Whether setting up your own business or going it alone as a freelancer, there are going to be numerous challenges and learnings along the way. But what are some the key changes you might not expect when you start out? We look at some of the things new business owners discovered in their first few months of starting…
Ways of working suddenly become a lot more flexible
When you speak to people about working for themselves or running their own business, one of the main benefits that almost always comes up is the freedom to set your own course or agenda. But working flexibly doesn’t solely mean being able to travel whilst you work or taking a Tuesday afternoon off because the weather is nice. Clark Boyd, who runs his own digital consultancy, quickly learned that working for himself meant that he could be a lot more flexible and agile in how he tackled projects. “When you get rid of a lot of the formal structures that exist in more traditional workplaces, you’re suddenly able to see things from so many different angles. Your ability to problem-solve and think laterally suddenly become heightened, and you may find yourself surprised by some of the creative solutions you come up with.”
You’ll add new skills to your resume
Often in the workplace, your skills will be focused on one specific area. But running your own business, especially at the beginning, will mean juggling a lot of different tasks, that you’re probably not used to. What’s the best channel to market your business, what messaging will best appeal to your audience? How do I do my own taxes? These questions require answers and, when you start your own business, you soon realize that you need to provide them for yourself. That can mean lots of researching new topics online or even taking a course and gaining an entirely new qualification.
You’ll get really good at decision making (and delegating)

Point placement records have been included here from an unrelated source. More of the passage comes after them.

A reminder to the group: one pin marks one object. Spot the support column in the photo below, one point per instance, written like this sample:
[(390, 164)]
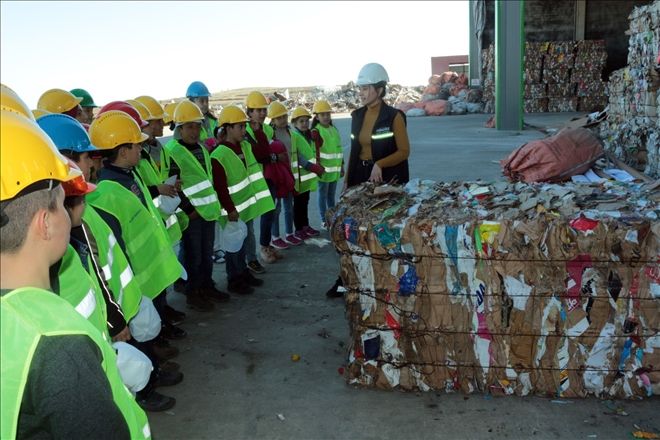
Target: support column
[(509, 51), (475, 51)]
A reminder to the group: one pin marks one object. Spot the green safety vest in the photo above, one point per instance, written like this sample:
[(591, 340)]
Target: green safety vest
[(331, 154), (246, 184), (114, 264), (195, 179), (204, 134), (81, 289), (304, 180), (147, 172), (147, 246), (28, 314)]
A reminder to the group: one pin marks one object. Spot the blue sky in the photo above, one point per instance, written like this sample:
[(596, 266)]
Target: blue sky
[(119, 50)]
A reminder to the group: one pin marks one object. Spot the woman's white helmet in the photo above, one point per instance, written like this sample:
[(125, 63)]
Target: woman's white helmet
[(372, 73)]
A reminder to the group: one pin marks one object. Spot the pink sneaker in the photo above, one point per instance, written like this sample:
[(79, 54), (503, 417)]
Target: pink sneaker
[(278, 243), (293, 240), (310, 231), (301, 235)]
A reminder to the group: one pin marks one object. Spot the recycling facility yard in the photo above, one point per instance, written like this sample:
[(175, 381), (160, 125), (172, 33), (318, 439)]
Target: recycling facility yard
[(271, 365)]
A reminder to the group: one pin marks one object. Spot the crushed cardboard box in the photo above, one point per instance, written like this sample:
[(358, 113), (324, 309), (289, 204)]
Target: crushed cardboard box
[(502, 288)]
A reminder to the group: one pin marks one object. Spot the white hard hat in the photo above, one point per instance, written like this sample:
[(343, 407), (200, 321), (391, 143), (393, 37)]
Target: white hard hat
[(133, 365), (372, 73)]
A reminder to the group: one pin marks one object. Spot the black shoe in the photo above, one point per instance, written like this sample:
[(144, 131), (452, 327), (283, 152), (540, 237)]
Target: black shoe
[(240, 287), (196, 301), (213, 294), (172, 315), (170, 366), (155, 402), (333, 291), (170, 331), (163, 350), (167, 378), (251, 280)]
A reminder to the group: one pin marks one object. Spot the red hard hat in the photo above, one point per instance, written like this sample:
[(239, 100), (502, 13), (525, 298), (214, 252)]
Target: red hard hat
[(77, 186), (125, 107)]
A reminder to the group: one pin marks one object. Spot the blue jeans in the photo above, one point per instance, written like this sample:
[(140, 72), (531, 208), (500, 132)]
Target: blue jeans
[(197, 247), (235, 263), (250, 243), (288, 216), (326, 197)]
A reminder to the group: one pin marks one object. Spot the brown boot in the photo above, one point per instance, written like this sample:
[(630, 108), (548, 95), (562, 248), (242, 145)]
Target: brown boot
[(196, 301)]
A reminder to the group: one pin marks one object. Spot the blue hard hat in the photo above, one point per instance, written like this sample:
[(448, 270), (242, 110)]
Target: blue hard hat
[(197, 89), (66, 132)]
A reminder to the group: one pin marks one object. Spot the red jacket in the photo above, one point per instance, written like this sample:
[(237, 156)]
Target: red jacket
[(280, 172)]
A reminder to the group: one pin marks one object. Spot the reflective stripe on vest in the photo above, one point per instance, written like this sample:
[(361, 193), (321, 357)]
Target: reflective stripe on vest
[(303, 180), (330, 154), (147, 246), (114, 264), (196, 180), (247, 188), (29, 314), (384, 135), (81, 289)]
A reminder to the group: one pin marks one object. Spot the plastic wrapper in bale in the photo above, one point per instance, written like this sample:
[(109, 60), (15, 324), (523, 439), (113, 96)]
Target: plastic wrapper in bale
[(536, 105), (506, 289), (556, 104), (536, 91)]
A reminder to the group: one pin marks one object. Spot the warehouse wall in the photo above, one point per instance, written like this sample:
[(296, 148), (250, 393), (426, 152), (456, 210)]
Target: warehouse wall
[(554, 20)]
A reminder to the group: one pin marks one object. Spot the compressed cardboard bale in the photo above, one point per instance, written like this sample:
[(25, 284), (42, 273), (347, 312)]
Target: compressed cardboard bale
[(502, 288)]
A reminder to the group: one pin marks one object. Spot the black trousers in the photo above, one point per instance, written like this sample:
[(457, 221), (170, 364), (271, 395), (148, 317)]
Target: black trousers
[(300, 208)]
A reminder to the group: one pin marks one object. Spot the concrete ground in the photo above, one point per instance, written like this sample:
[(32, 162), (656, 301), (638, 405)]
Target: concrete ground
[(241, 382)]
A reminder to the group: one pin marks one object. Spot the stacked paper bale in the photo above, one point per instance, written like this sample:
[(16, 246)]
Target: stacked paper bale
[(536, 91), (558, 76), (502, 288), (632, 129), (590, 59)]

Conversely, you’ll become much more adept at quickly identifying where it’s worth investing your time and effort in order to grow your business, and therefore where it makes sense to outsource projects. Megan Blackburn, now Editor in Chief of Ballad Of Magazine, sees that certain things are best kept “in-house”: “I run all of the social media pages and content myself, because I know the audience and what type of content they will connect with. But it makes less sense for me to spend hours fiddling with type-setting, when it would take an experienced typesetter a fraction of time to do that work.” As a business owner, you’ll be making these kinds of decisions all the time, and soon they’ll become second nature to you.
You’ll start to find inspiration everywhere
Having creative control over all the work you do can be both a blessing and a curse. “It ultimately changes how you look at the world, because suddenly anything is a source of inspiration” says Glenn Murray, Founder of Pint-Sized productions. Megan and George Ward, founder of George B. Ward Photography concur: “Before you start your own business, it seems like you’re the only one taking what can be quite a scary step, but as soon as you do, people start talking about their side-projects and businesses too”. It can be incredibly inspiring to see what other people are doing, and how they’re running their businesses. Because you’re always on the lookout for new ideas, it means you suddenly become much more aware of everything going on around you.
Challenges (and rewards!) can come from the ‘smallest’ things
Things that you never thought might be a problem can end up being the main setbacks says Ward. “We all expect that doing your own taxes is going to be a bit of a headache, but you don’t usually think that a main frustration might come from something like trying to find a free seat in a cafe, or having to work late on a Friday when your friends are down the pub”. It can be harder to find a reasonable work/life balance, especially if your work is your passion. The upside to this however, is that a small thank you can mean so much more than it ever used to: “Seeing my clients delighted when they get their photos, especially when it comes to personal projects, means so much to me”.